October 2004
Special Focus

Advanced drilling technology benefits mature field

Highly complex and faulted geology in southern Oklahoma, coupled with the high dip angles, creates a challenging drilling environment. The inclination-building tendencies of these formations compel operators to use a steerable motor with a bend angle to construct boreholes that are intended to be nearly vertical. To address these issues, Chesapeake Energy recently applied VertiTrak (VT), a sophisticated straight-hole drilling device, together with a new-style, reduced-exposure Genesis PDC bit, to enable the operator to save considerable rig time and increase ROP while delivering quality wellbores, resulting in minimal casing wear, reduced torque and drag, and improving casing-cement jobs.
Vol. 225 No. 10

Drilling Report

Advanced drilling technology benefits mature field

The straight-hole drilling technology, combined with a new bit design, reduced casing wear while improving torque, drag, cementing operations and ROP, thus saving the operator over $150,000.

Gary Poulain and Dave Winchester, Chesapeake Energy Corp.; Sandeep Janwadkar, Baker Hughes OASIS; Matthew Isbell, Hughes Christensen and Wolfgang John , Baker Hughes INTEQ

Highly complex and faulted geology in southern Oklahoma, coupled with the high dip angles, creates a challenging drilling environment. The inclination-building tendencies of these formations compel operators to use a steerable motor with a bend angle to construct boreholes that are intended to be nearly vertical. To address these issues, Chesapeake Energy recently applied VertiTrak (VT), a sophisticated straight-hole drilling device, together with a new-style, reduced-exposure Genesis PDC bit, to enable the operator to save considerable rig time and increase ROP while delivering quality wellbores, resulting in minimal casing wear, reduced torque and drag, and improving casing-cement jobs.

BACKGROUND

Drilling the 12-1/4-in. hole section on the Emmons 2-1 saved the operator five days of rig time, which translated into about $154,000 saved. Building on this success, Chesapeake applied the new BHA combination to drill the Barbara 1-18, which enabled the operator to drill the entire 8-3/4-in. hole section on the Barbara 1-18 with one bit, thus saving 3.6 days of rig time. The record 7,940-ft section was drilled by a single Hughes Christensen Genesis PDC bit at an average ROP of 33 ft/hr, resulting in a net savings of $73,000 relative to the cost of the offset well.

The following two wells were drilled in Caddo County, Oklahoma.

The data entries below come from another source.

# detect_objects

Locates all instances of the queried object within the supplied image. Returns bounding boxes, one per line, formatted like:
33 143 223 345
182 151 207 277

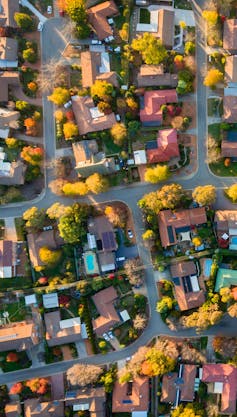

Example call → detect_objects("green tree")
144 165 170 184
131 32 168 65
14 13 35 32
192 185 216 206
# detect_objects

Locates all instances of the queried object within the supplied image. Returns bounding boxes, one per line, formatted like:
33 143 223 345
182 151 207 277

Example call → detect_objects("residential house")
223 19 237 54
158 207 207 248
160 364 197 407
72 96 116 135
202 363 237 414
0 70 20 102
0 240 17 278
87 0 119 41
0 37 18 68
72 140 117 178
92 287 120 336
0 0 19 28
136 6 174 49
0 321 39 352
24 398 65 417
81 49 119 88
112 377 149 417
140 90 178 126
137 64 178 88
65 387 106 417
44 310 82 346
170 261 205 311
4 401 21 417
146 129 180 164
27 230 64 268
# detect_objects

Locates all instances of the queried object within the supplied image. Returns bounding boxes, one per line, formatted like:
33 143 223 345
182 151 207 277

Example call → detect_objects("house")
140 90 178 126
112 377 149 417
137 64 178 88
0 0 19 28
0 321 39 352
158 207 207 248
27 230 64 268
0 37 18 68
72 96 116 135
87 0 119 41
223 19 237 54
4 401 21 417
202 363 237 414
92 287 120 336
0 70 20 102
146 129 180 164
160 364 197 407
44 310 82 346
65 387 106 417
81 49 119 88
136 6 174 49
72 140 117 178
24 398 64 417
0 240 17 278
170 261 205 311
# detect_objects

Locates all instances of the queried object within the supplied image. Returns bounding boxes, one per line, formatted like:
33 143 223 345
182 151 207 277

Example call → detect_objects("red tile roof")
146 129 179 164
140 90 178 123
202 363 237 414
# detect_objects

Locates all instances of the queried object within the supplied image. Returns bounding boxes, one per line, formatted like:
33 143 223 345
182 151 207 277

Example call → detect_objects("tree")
48 87 70 106
63 122 79 140
23 207 46 230
86 172 109 194
14 13 35 32
21 146 44 166
144 165 170 184
67 364 102 387
39 246 62 266
131 32 168 65
91 80 113 99
225 184 237 203
110 123 127 146
192 185 216 206
203 68 224 88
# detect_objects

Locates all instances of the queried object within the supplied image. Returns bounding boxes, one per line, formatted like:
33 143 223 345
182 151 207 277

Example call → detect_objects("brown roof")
0 71 20 101
223 19 237 51
223 96 237 123
0 321 38 352
0 37 18 61
158 207 207 247
44 310 81 346
24 398 65 417
87 0 118 40
27 230 64 267
137 64 178 87
92 287 120 336
112 377 149 413
4 401 21 417
0 0 19 27
72 96 116 135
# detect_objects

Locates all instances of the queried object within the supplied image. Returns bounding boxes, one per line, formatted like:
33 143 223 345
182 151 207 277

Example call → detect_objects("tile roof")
112 377 149 413
146 129 180 164
158 207 207 247
87 0 119 40
140 90 178 124
202 363 237 414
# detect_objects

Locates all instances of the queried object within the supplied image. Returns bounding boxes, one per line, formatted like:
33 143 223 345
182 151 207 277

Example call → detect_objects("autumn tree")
67 364 103 387
48 87 70 106
86 172 109 194
131 32 168 65
110 123 127 146
144 165 170 184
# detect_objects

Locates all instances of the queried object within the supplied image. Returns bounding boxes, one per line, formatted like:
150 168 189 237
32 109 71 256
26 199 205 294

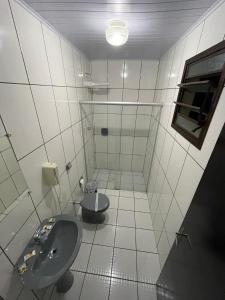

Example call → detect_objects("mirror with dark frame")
172 41 225 149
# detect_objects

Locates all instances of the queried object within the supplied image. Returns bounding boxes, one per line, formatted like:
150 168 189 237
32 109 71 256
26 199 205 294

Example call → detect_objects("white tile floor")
50 189 160 300
92 169 146 192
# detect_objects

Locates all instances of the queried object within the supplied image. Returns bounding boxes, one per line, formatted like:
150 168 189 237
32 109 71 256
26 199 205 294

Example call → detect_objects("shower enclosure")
80 101 161 192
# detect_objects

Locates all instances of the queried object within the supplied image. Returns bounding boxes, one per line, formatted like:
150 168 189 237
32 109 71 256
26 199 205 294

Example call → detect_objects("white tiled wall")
148 1 225 267
0 0 94 300
92 60 158 179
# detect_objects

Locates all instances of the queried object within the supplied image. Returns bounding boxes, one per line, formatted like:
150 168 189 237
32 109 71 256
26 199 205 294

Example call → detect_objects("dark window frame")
171 41 225 150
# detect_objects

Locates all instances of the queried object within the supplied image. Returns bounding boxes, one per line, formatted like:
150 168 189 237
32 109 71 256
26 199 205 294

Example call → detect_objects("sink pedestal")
56 270 74 294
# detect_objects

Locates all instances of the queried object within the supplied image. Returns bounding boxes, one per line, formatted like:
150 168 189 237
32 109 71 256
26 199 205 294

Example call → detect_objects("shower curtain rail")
79 101 163 107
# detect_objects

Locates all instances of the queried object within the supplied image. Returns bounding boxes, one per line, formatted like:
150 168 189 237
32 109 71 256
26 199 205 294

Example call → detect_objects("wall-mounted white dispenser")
42 162 59 186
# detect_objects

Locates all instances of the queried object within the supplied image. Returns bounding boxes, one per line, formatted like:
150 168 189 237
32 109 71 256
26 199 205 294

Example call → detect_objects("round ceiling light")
105 20 129 46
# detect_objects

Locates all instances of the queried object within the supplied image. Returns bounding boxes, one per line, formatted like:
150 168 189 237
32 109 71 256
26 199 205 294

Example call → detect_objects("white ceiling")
25 0 216 59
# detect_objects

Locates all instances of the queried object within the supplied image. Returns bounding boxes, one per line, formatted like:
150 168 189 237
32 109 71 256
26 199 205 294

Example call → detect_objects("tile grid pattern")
51 189 159 300
0 129 27 213
92 60 158 172
148 1 225 267
92 169 146 192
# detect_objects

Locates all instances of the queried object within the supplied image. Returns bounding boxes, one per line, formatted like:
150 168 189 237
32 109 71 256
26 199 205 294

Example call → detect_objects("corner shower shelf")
79 101 163 106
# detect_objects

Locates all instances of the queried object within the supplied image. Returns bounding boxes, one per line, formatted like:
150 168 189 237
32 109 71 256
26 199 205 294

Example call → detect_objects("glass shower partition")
80 101 162 192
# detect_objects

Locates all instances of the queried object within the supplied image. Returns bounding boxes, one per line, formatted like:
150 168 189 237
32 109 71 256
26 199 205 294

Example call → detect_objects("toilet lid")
80 193 109 212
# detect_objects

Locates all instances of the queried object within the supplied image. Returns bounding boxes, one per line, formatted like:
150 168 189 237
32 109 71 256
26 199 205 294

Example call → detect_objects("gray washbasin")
16 215 82 292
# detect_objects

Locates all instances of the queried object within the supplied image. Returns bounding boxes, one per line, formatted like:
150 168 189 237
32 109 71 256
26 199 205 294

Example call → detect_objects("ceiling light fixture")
105 20 129 47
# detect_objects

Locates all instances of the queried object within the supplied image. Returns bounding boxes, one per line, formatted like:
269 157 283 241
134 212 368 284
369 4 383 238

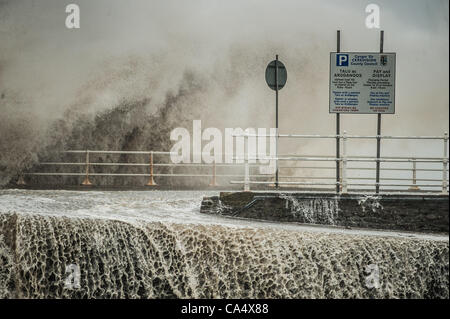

They demonstrate the favorable results achieved due to offset well analysis, planning, implementation and the use of high-end drilling technology to solve specific challenges in this mature area.

Case study 1. The following information is provided as background reference for drilling the 12-1/4-in. hole sections in several offset wells. The 17-1/2-in. surface hole was drilled to a depth of about 1,000 – 1,400 ft, followed by the 12-1/4-in. section that typically bottomed around 9,800 – 12,300 ft. In most cases, inclination reached 8° over the 12-1/4-in. section, Fig. 1. Directional drilling assemblies reduced wellbore inclination but resulted in dogleg severity (DLS) reaching 4°/100 ft. Additionally, up to four bits were required to drill the 12-1/4-in. interval from 3,500 – 8,300 ft further inflating the cost/ft. Best offset ROP was 40 ft/hr.

Fig 1

Fig. 1. Inclination and DLS plots of Emmons 2-1 and Offset Well 1.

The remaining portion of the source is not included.